Hyperbolic motions of any shape exist in the Newtonian N-body problem

You need to know: Euclidean space $E={\mathbb R}^d$ of dimension $d$ , Euclidean norm $||a||$ of vector $a$ , (second) derivative of a function $x:{\mathbb R}\to E$ , small o notation $o(.)$ .

Background: Let N point particles with masses $m_i > 0$ and positions $x_i(t) \in E$ at time $t$ are moving according to Newton’s laws of motion: $m_j \frac{d^2 x_j}{dt^2} = \sum\limits_{i \neq j} \frac{m_i m_j(x_i - x j)}{r_{ij}^3}, \, 1 \leq j \leq N$ , where $r_{ij}$ is the distance between $x_i$ and $x_j$ . The motion of particles is determined by the initial conditions: their masses and their positions and velocities at time $t=0$ . Let $\Omega$ be the set of configurations such that the motion has no collisions ( $r_{ij}(t)>0$ for all $i,j$ and $t$ ). A motion is called hyperbolic if each particle has a different limit velocity vector, that is, $\lim\limits_{t\to \infty} \frac{d x_j}{dt}=a_j \in E$ and $a_i \neq a_j$ whenever $i \neq j$ .

The Theorem: On 25th August 2019, Ezequiel Maderna and Andrea Venturelli submitted to arxiv a paper in which they proved that for the Newtonian N-body problem in a space E of dimension $d\geq 2$ , there are hyperbolic motions $x:[0;+\infty) \to E^N$ such that $x(t) = \sqrt{2h} t a + o(t)$ as $t \to \infty$ for any choice of $x_0 = x(0) \in E^N$ , for any $a=(a_1, \dots, a_N) \in \Omega$ normalized by $||a||=1$ , and for any constant $h>0$ .
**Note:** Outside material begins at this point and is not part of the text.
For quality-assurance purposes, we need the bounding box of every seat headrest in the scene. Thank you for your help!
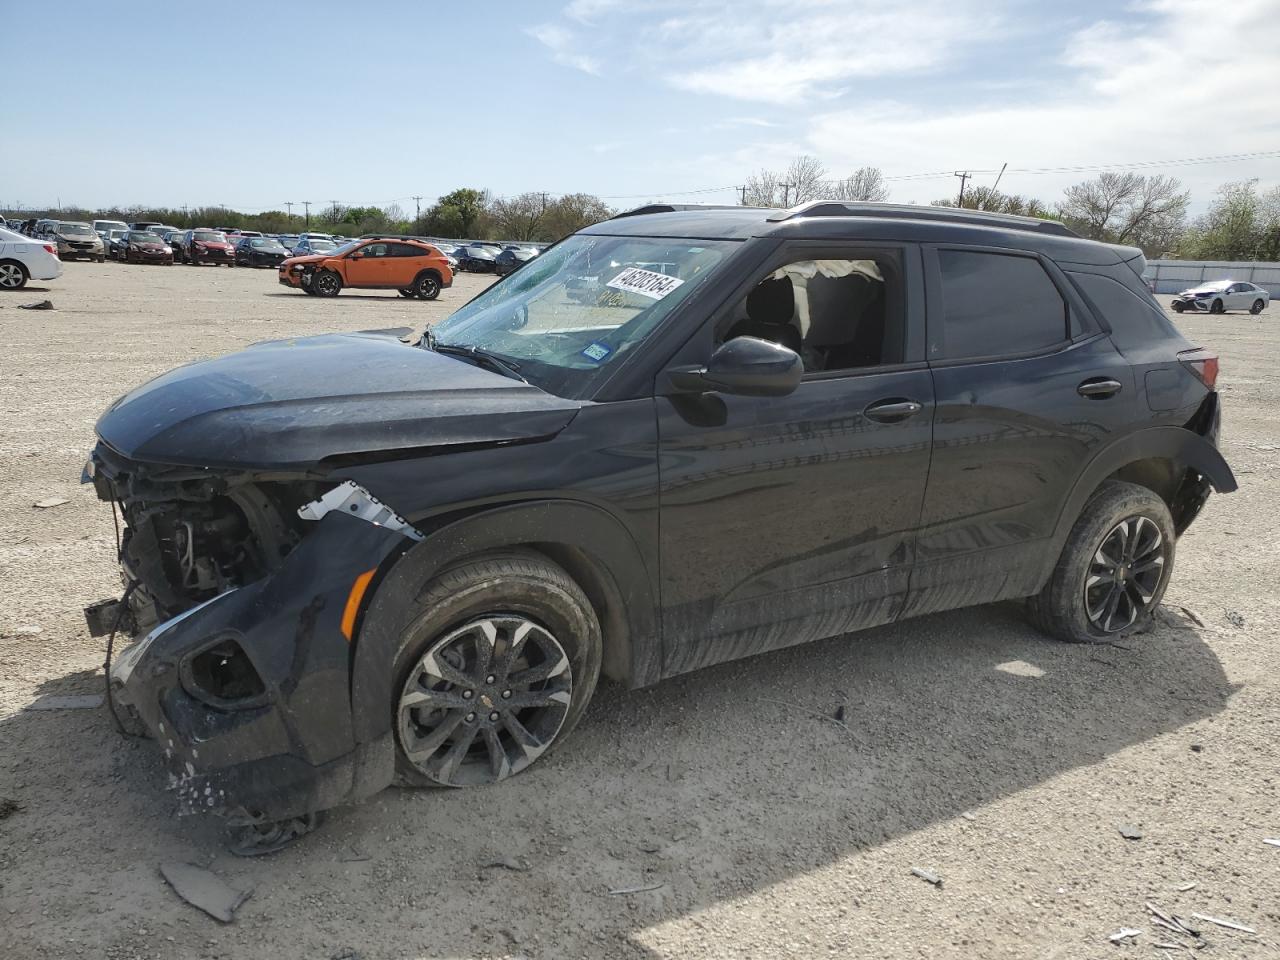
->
[746,276,794,325]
Short context: The problem of describing motion of N bodies under gravitation (N-body problem) in Euclidean space is a fundamental problem in physics and mathematics, studied by many authors, see, for example, here and here. In general, the motion can be very complicated even for $N=3$ , but can we at least understand hyperbolic motions? The only explicitly known hyperbolic motions are such that the shape of the configuration does not change with time, but it is conjectured that there are only finitely many such motions for any fixed $N$ . In contrast, the Theorem states that hyperbolic motions exist for all initial configurations and all choices of the limited velocities.